May 16


One of the reasons I chose a business major in college was because I hated math, so I wasn’t particularly excited to take Business Statistics 101. It was, however, required for my major, and I suppose you can say I found solace in the fact that it was at least better than calculus.

It was, by far, the most boring one-hour period of every Monday, Wednesday, and Friday, only made worse by the fact the subject matter was difficult for me and that I didn’t know anyone else in the class. A study group or someone to at least mull over homework with would’ve made my life so much better, but most of my friends were art majors or science majors that either had fewer or much more difficult math requirements.

The lecture hall for Business Stats was on the smaller side – especially compared to some of the gynasium-sized halls on campus – but there were still 150 seats. Not around, not about – exactly 150. I know because I counted.

At first, I sat in the front because I was hoping that would encourage me to focus on the lesson, but after a couple weeks of that and still getting a C on my first exam, I felt fairly discouraged and ended up sitting wherever I was drawn to for that particular class. I was never a “back of the class” type of person, but since this class took attendance and I was basically having to teach myself the material as best I could every time we were given homework, I stopped caring where I sat. I just needed the attendance mark next to my name and be a warm body in a seat until it was time to go to my much more interesting marketing class.

It was on a Wednesday that I first sat next to Kelly, or I guess, more accurately, I should say that she sat next to me. I had started habitually taking the end seat on the back row closest to the door so I could get out of the horrid class as soon as possible. Kelly happened to show up late one day and took the closest seat she could to the door to avoid be disruptive to the rest of the class, and that’s how we met.

“Sorry,” she said as she shuffled by and sat down next to me.

“No worries,” I said. It wasn’t like I was paying super close attention anyway. I had actually taken to using my time in Business Stats to do homework for other classes, that way I could use that time later to learn Business Stats. I know it sounds stupid, but the traditional approach had earned me a low C, and this approach had earned me a C that was one point away from a B on the subsequent exam.

Out of the corner of my eye, I saw Kelly take her laptop out and start googling something that looked related to the class material. I don’t know why I found it so intriguing, but every once in a while I would sneak a peek of her screen, and it was always a some sort of resource that related to whatever the professor was currently discussing. She wasn’t taking notes, she wasn’t following along with his slideshow, she was just independently reading on the subject of the day.

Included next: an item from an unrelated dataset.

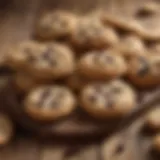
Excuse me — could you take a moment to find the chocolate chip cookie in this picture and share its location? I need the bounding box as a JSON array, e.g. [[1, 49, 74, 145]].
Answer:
[[8, 43, 75, 79], [35, 10, 76, 39], [117, 34, 146, 57], [13, 72, 54, 93], [77, 50, 127, 80], [152, 133, 160, 152], [71, 18, 118, 49], [146, 105, 160, 130], [80, 80, 137, 118], [23, 85, 76, 121], [128, 55, 160, 87], [0, 113, 13, 145]]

I couldn’t make fun of the method though, could I? If that’s what worked for her, then more power to her. It was hard to blame anyone in that awful class for learning the material their own way.

Maybe I could try that method, but today wasn’t the day for that. I forced myself to look back at my own screen, which displayed an online assignment for my economics class that still somehow managed to be more interesting and easy to understand than statistics.

“Hey, is that the Econ 102 homework for Matheson’s class?”

“Yeah,” I nodded, unsure why she was talking to me.

“Are you in the 9:30 class?” she whispered.

“No, 10:30,” I said. I purposely didn’t schedule classes before 10 AM because I had trouble staying awake, which was a solution that I implemented in my second semester of college after I realized I was dealing with a problem that I had largely created for myself.

“Ugh, I wish I could switch to that one,” she said. “I practically have to prop my eyelids open to stay awake.”

I arched an eyebrow, because for a moment, it was like she’d read my mind.

“Yeah, that’s why I took the 10:30 class,” I said.

“Good foresight,” she said.

After that exchange, class proceeded as normal. When it finally ended, I left with a slight wave at her, and rushed off to Marketing 102.

My interaction with Kelly in that class is burned into my mind because I never talked to people I didn’t know in class except when we had to group up for one reason or another. Of course, at that time, I still didn’t know her name, but I did find myself wondering if she was in the same situation that I was in, and if she wanted a study buddy too.

Friday’s Business Stats class came, and Kelly showed up on time, but rather than picking one of the many other open seats, she once again sat down next to me.

“Hey,” she said. “I didn’t catch your name on Wednesday.”

“Eric,” I said.

“Well howdy Eric, I’m Kelly.”

“Howdy?” I flashed a smirk. “Are you from Texas?”

She laughed. “No, it’s just an affectation I picked up from an old friend. I’m actually from Virginia.”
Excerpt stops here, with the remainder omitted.